Les filons de quartz, comme les filons de calcite vus la semaine dernière (cf. Les filons de calcite associés à la Faille Nord-pyrénéenne, Sournia, Pyrénées-Orientales), sont d'origine hydrothermale et non pas magmatique contrairement à ce que croient certains étudiants arrivant à l'ENS de Lyon. Des eaux chaudes saturées en silice circulent en profondeur. Des variations des paramètres physiques (entre autres, diminution de pression et surtout de température) entrainent une baisse de la solubilité de la silice et son dépôt dans les fractures. Pour simplifier, il y a trois contextes principaux (non incompatibles) générant des filons de quartz dans les chaines de montagne.

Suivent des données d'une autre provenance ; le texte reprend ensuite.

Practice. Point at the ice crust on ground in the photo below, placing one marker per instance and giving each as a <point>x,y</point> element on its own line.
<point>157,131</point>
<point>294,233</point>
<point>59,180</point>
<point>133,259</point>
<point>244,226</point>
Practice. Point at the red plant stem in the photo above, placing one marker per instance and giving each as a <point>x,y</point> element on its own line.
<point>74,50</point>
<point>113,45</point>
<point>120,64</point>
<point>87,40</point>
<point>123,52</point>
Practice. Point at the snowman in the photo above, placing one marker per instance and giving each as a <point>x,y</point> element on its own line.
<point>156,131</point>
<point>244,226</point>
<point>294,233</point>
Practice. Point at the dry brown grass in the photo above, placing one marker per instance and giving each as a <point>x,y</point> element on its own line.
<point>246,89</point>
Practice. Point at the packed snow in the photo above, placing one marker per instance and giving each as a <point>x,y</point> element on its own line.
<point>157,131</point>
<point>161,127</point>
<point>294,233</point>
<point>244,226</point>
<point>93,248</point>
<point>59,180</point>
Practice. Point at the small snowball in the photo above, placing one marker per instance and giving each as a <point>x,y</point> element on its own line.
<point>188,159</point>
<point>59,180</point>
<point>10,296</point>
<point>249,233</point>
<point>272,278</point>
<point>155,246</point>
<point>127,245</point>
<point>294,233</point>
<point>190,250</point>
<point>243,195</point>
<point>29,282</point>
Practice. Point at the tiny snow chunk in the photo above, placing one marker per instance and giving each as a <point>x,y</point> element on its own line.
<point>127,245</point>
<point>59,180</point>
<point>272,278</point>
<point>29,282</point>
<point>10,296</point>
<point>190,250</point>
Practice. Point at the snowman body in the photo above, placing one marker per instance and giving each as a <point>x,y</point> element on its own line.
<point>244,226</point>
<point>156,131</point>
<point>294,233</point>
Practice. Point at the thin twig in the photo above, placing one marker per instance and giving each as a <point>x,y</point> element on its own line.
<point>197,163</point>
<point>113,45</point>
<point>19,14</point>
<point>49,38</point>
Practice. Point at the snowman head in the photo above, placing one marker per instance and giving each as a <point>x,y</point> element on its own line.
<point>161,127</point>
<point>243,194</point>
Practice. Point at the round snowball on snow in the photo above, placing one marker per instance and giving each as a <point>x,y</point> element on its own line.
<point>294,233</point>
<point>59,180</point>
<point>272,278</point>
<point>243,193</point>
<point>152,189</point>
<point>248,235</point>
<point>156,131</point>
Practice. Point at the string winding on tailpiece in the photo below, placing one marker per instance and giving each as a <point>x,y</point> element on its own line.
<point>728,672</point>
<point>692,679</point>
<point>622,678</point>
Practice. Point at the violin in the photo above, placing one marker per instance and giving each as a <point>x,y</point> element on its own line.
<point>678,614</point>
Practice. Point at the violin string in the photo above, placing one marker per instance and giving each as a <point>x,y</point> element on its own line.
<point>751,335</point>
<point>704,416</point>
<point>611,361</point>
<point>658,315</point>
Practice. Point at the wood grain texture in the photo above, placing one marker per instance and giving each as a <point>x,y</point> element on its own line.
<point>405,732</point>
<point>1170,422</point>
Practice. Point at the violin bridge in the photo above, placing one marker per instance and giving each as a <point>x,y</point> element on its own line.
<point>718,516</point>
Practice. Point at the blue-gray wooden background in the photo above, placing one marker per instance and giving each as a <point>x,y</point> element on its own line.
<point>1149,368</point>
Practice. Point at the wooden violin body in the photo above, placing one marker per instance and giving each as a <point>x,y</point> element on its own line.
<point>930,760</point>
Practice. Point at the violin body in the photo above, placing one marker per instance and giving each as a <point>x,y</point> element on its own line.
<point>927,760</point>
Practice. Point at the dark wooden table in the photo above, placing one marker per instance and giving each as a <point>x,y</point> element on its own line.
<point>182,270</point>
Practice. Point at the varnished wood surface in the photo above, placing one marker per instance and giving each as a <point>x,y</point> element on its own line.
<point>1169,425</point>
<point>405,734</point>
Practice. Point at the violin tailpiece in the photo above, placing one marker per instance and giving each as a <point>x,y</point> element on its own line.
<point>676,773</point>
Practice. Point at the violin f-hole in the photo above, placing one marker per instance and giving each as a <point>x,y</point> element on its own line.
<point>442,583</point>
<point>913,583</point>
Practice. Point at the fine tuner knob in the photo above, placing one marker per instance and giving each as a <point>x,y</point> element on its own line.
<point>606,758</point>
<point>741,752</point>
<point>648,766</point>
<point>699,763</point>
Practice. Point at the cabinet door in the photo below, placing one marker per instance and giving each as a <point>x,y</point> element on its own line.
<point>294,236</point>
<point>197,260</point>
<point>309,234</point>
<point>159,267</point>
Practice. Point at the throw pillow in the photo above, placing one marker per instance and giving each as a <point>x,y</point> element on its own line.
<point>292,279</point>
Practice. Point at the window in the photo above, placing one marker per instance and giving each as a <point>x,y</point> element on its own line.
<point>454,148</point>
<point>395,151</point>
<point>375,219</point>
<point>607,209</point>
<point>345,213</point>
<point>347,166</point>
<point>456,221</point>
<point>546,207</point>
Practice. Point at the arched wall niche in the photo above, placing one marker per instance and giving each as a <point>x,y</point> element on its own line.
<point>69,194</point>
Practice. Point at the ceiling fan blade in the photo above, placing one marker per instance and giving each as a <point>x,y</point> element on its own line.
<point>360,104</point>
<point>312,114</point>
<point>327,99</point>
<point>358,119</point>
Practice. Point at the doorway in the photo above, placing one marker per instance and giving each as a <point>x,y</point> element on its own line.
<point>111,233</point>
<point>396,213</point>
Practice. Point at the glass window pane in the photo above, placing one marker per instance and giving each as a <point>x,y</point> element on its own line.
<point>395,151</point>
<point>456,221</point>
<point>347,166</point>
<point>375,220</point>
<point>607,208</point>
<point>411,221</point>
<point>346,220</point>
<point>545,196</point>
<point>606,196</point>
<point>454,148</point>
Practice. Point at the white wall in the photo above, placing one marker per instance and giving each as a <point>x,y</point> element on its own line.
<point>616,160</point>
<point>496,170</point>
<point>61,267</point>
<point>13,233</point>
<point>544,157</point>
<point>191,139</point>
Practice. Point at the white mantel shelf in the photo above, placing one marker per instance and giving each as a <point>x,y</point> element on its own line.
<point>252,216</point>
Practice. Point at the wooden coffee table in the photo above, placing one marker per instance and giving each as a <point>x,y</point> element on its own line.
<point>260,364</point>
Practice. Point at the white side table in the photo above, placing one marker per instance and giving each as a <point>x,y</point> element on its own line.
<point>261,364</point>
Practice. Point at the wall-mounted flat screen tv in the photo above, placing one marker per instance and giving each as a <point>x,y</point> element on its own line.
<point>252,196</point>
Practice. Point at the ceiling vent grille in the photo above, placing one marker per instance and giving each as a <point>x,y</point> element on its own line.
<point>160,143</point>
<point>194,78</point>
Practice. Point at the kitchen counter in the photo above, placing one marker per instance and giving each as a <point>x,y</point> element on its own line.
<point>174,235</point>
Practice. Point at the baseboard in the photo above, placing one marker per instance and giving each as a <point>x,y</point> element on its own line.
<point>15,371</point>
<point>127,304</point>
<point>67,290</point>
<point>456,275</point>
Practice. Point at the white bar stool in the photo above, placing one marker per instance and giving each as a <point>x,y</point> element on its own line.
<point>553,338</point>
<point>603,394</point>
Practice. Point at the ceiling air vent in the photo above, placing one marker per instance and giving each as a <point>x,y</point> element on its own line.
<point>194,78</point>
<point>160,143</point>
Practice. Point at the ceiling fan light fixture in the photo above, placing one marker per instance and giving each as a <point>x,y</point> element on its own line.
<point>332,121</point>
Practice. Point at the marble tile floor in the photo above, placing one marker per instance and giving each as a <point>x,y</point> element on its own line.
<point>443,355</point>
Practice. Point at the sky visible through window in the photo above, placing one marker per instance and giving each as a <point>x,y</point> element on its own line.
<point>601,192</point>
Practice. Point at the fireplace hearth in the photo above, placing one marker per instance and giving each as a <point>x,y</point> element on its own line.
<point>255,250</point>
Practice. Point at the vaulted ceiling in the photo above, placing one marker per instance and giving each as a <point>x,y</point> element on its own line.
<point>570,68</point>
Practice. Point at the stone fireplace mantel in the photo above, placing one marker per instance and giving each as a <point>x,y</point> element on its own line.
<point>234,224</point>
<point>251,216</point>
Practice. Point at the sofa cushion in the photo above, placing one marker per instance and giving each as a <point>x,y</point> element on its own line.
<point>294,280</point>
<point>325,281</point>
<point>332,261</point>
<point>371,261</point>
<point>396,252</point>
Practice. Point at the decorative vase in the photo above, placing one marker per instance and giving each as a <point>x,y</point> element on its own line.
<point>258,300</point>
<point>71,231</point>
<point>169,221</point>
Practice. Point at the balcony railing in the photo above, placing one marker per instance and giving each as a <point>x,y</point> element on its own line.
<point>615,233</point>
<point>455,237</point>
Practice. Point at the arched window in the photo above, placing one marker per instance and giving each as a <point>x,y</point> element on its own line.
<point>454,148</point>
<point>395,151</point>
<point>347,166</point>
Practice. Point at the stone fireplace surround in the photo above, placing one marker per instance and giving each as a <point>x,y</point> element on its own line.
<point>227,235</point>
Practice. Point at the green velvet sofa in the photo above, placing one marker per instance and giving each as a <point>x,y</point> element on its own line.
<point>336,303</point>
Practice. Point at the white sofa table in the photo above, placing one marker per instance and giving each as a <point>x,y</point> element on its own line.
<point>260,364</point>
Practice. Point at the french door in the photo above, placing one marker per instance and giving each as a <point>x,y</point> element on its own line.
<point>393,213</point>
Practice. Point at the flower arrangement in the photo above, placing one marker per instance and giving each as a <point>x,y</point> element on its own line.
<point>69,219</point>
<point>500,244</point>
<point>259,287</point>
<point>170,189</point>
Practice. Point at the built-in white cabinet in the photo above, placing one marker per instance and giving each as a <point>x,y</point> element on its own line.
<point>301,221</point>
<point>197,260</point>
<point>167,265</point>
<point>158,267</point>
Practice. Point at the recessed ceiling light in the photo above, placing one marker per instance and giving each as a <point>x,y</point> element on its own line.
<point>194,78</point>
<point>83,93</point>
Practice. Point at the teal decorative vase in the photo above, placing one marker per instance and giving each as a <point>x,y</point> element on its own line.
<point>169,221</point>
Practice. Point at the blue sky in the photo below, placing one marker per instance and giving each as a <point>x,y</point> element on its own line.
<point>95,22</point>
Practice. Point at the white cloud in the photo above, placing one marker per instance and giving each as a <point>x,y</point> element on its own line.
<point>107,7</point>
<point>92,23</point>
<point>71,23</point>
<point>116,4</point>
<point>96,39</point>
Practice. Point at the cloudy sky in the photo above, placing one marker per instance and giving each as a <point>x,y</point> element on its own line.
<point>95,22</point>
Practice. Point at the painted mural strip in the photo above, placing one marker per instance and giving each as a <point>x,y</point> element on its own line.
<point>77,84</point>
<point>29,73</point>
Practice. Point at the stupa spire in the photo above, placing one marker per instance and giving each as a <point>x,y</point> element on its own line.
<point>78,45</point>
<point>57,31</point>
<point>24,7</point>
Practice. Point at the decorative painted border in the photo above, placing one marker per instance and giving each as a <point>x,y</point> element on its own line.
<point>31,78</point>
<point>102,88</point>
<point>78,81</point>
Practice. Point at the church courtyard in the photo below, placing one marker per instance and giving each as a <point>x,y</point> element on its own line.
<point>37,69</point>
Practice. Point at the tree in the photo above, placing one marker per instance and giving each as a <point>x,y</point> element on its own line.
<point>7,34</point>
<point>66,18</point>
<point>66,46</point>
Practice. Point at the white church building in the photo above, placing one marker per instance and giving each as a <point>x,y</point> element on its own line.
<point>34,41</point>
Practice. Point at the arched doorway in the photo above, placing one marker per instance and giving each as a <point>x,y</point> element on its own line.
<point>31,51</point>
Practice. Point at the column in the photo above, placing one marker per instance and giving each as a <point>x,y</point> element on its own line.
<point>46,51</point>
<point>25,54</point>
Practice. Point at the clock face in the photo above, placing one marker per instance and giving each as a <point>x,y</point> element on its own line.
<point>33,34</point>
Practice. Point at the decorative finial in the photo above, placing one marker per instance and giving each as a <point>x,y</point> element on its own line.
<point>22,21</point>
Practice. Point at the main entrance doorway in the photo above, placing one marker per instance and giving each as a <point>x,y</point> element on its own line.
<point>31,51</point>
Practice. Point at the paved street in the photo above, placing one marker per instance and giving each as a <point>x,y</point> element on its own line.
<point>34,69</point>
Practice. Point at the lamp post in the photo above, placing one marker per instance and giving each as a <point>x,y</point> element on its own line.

- Des réactions de métamorphisme prograde génèrent souvent de l'eau, par exemple la déstabilisation de la muscovite : Muscovite + Quartz → Silicate d'alumine (par exemple, Sillimanite) + Feldspath potassique + H2O. Cette eau s'échappe, s'insinue dans la schistosité et peut s'échapper par des fractures.
- Quand un magma granitique (en général hydraté) cristallise, le magma résiduel se concentre en eau et donne des pegmatites. Quand tous les silicates ont cristallisé, il ne reste que de l'eau saturée en silice, qui s'insinue dans (et peut s'échapper par) des fractures.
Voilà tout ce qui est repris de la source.